Welcome to the Real-Time-Big-Data-Tutorial wiki!

Here is the short idea of what each lab assignment contains.

Tutorial 1: Spark Line Count

This is Apache Spark program for counting the similar lines of a text file which is written using scala. It also sorts the counts in ascending order.

Tutorial 2: TF words using Spark Transformations and Actions

This program is for finding the Term Frequency of the words for given text file and Counting the unique words and Displaying the top N frequently used term. This is Apache Spark program developed using Transformations and Actions in scala.

Tutorial 3: Video Reconstruction

This is java program using openimaj to detect frames, keyframes, matchingareas, metadata for video file.

Tutorial 4: Video Processing (SHIFT Features and Face Detection)

This is java programs which extract the features of video by sampling it with image and another program detect face and edge from the video which is captured by webcame or stores in storage.

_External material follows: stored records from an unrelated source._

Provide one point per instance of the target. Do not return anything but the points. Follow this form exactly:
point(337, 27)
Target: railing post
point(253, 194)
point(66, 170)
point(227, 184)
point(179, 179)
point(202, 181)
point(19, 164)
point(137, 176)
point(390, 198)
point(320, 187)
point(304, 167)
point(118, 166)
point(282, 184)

Tutorial 5: Video Feature Extraction & Image Classification

This consists of two programs: One is java program using openImaj to extract features and generate feature vector for input video and other is for classification using Decision Tree and Random Forest machine learning algorithm using Apache Spark in scala.

Tutorial 7 & 8 - Feature Extraction & Count

This program is developed using openImaj, Storm and Kafka. In this program, SHIFT features of video are extracted using openImaj, these extracted features are sent to storm topology using Kafka Pub/Sub system. Storm topology implements the logic to count the SHIFT features in video.